(5 years, 2 months ago)
Commons ChamberThere are few issues more pressing for my constituents than the state of their public services after a near decade of austerity. This summer, I heard from too many parents struggling to access one of the most basic public services: education for their children. It is a free service, but it carries costs, such as the spiralling costs of school uniform and gym kit, which can leave parents facing a three-figure annual bill. Single suppliers can exploit a lack of alternatives and are driving up prices. For example, adding a logo to school trousers can raise the price by 75%.
It is now four years since the previous Chancellor promised to tackle such practices by issuing statutory guidance for schools on uniforms, yet there was no sign of such a Bill in Monday’s speech. The Government also referred to the school uniform grant, which is advertised on the Department’s website, but it is for local authorities to decide what they offer and to foot the bill at a time when they are barely funded enough to run their core services.
Ministers have admitted to me that they do not even collate data on where the grants are provided, so this summer I decided to do their job for them. I conducted a large-scale research project surveying every first-tier local authority in England to assess the availability of the grant. Some 99% have now responded and the results are, frankly, quite shocking.

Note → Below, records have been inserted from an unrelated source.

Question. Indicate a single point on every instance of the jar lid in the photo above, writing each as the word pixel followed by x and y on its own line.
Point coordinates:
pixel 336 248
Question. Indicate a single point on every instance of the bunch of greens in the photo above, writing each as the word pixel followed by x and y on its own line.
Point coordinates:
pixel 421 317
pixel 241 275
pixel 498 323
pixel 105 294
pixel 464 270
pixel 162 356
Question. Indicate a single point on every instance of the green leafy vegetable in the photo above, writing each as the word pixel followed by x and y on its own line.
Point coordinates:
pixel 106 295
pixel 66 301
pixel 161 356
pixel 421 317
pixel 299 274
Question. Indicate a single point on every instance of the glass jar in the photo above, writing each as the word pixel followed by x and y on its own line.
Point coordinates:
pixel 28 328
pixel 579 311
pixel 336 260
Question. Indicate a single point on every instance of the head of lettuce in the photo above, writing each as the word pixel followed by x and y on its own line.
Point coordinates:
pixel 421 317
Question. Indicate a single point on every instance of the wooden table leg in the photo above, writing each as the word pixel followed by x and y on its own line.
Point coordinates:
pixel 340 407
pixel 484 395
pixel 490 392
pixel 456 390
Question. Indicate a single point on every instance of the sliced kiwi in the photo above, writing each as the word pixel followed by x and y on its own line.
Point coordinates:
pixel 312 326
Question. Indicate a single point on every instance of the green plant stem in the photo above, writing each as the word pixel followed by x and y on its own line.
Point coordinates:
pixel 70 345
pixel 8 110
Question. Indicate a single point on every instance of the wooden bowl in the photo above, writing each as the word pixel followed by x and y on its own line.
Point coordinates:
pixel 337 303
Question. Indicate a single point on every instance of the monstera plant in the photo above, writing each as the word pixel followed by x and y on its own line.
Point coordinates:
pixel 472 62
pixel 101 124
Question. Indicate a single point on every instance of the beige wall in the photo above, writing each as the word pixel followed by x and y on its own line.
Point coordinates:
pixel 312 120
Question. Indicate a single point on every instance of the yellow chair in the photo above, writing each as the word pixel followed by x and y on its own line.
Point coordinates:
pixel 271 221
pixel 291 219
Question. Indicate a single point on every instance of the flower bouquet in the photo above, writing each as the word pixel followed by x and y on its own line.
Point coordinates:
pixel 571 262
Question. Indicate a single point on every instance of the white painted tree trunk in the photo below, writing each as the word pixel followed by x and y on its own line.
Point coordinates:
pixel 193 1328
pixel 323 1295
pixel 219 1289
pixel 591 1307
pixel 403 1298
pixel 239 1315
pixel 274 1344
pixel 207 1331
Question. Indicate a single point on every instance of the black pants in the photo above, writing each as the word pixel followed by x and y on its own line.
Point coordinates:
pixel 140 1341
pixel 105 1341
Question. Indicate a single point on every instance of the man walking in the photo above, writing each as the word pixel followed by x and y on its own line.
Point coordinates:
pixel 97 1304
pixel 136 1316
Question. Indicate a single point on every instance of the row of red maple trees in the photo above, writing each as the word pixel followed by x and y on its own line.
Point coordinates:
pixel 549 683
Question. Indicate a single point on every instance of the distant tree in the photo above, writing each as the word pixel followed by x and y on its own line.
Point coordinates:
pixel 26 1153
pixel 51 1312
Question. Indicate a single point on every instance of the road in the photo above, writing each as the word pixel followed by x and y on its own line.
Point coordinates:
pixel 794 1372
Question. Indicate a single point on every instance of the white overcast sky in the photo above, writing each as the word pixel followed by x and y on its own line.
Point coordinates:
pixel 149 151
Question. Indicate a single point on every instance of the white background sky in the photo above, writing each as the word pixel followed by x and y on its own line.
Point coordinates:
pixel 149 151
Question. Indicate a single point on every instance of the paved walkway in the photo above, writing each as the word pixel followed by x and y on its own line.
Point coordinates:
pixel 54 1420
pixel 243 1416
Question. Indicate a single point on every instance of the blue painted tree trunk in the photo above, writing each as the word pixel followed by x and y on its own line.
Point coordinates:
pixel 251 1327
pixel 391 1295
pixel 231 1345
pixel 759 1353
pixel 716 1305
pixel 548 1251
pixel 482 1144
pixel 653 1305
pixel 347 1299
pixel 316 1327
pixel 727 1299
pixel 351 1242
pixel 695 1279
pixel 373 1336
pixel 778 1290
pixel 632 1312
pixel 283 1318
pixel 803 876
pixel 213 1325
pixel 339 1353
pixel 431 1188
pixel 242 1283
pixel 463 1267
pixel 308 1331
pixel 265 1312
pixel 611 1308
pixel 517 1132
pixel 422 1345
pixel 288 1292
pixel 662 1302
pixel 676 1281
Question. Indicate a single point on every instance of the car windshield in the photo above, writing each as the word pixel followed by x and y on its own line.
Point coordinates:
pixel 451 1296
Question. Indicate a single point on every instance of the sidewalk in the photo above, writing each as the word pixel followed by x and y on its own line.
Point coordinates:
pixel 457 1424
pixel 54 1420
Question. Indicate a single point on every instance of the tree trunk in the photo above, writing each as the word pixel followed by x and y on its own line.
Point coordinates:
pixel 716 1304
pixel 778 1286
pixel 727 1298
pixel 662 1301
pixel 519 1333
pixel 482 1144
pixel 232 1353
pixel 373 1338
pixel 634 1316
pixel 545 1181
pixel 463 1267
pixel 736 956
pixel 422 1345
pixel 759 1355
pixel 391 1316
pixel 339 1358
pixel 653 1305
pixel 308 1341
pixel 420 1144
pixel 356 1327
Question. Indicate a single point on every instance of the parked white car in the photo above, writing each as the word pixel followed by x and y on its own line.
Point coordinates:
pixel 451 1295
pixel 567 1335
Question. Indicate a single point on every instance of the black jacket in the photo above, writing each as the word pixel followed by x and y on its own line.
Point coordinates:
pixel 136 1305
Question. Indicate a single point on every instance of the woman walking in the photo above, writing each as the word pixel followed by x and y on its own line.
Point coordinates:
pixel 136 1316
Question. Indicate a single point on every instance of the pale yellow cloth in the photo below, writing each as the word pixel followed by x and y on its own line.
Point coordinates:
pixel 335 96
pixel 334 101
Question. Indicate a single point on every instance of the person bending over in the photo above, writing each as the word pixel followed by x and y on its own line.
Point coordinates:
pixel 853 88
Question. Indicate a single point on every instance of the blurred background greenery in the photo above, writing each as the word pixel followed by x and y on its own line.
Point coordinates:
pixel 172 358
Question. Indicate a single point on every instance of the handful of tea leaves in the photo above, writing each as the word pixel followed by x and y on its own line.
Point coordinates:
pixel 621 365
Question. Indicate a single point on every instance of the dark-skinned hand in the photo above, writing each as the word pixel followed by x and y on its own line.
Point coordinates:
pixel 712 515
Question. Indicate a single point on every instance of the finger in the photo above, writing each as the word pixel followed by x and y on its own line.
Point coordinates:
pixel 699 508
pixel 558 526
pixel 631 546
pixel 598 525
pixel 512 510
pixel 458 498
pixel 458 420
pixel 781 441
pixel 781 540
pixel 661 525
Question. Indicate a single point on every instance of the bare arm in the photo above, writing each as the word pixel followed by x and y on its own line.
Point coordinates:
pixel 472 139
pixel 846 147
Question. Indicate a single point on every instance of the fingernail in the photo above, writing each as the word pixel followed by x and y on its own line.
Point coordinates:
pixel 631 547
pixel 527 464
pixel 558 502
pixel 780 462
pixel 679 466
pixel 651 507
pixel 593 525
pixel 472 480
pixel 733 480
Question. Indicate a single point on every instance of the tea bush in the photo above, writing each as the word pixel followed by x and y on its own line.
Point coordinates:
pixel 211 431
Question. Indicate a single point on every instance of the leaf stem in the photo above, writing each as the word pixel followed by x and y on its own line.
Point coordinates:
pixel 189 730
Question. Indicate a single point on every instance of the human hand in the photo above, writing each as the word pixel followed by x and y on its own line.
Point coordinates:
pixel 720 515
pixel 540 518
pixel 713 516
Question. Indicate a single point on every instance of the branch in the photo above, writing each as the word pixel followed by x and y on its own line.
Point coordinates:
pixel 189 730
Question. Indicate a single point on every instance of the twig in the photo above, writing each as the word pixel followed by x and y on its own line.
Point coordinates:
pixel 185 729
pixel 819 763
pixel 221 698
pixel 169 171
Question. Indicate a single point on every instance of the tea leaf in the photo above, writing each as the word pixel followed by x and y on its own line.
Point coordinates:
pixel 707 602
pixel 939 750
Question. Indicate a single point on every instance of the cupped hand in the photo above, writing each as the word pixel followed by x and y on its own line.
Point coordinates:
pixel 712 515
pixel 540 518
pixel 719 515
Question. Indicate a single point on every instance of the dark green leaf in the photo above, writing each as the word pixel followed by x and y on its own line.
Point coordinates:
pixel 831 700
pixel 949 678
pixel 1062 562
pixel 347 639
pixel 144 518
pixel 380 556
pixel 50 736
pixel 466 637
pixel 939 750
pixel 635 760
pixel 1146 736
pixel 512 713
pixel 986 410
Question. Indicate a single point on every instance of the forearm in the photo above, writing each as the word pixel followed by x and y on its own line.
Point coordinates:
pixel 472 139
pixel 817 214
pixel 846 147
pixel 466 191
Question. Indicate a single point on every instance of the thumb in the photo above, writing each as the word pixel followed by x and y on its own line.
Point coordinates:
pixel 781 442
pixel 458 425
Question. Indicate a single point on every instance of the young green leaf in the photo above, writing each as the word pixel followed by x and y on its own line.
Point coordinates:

Over 80% of first-tier local authorities now provide no school uniform grant at all. The scheme was legislated for by a Conservative Government in 1980 and is still advertised by this Government as if it is nationally available. In truth, it is now available to just a small minority. Just 27 of 149 councils now provide grants, and a third of those only do so in emergency situations such as a fire or flood. Only three councils now offer a grant to low-income children in all school years and in all situations.
Even among councils that still offer the grant, there have been drastic declines in the number issued and the amounts provided. Lincolnshire County Council, for example, issued only three grants last year, totalling just £153.68. The number of grants issued has fallen by 71% since 2010, and spending is down by 68%.
Time after time, I heard that the cuts were the cause. It is no surprise that two thirds of councils that recorded having ended the scheme did so after 2010. No council in the north-east now provides a grant. A grant is provided by just one council in the whole of the south and the east of England, and by only three in the midlands. The average grant offered in 2018 was less than a sixth of the average cost of a uniform. Just one council, Islington, offered the full £150 that is often promoted as the standard sum.
The school uniform grant is meant to be a lifeline for families across the country who are struggling to meet the rising cost of sending their children to school, but the cuts have left the vast majority without that support. Quite simply, it has been abolished by stealth.
The Children’s Society recently found that nearly 2 million children now attend school in badly fitting, unclean or incorrect clothing, and that one in 10 families report getting into debt to buy school clothes. It is just not good enough to fob us off, as Ministers have done, with the suggestion that schools should stockpile second-hand clothes for pupils.
Families are being squeezed between rising costs and the lack of support to help them, and both lie directly at this Government’s door. They will not step in to tackle private sector providers that exploit parents. They have dragged their feet for four years, and this week we have seen the announcement of yet another legislative programme with no sign of the suitable opportunity for which they say they are waiting.
As I have shown today, it is on the Government’s watch that struggling parents have lost the lifeline that once existed to help them. Parents have waited long enough. This Government must bring forward a Bill, and it must become an Act by next summer because it is acts, not words, that count.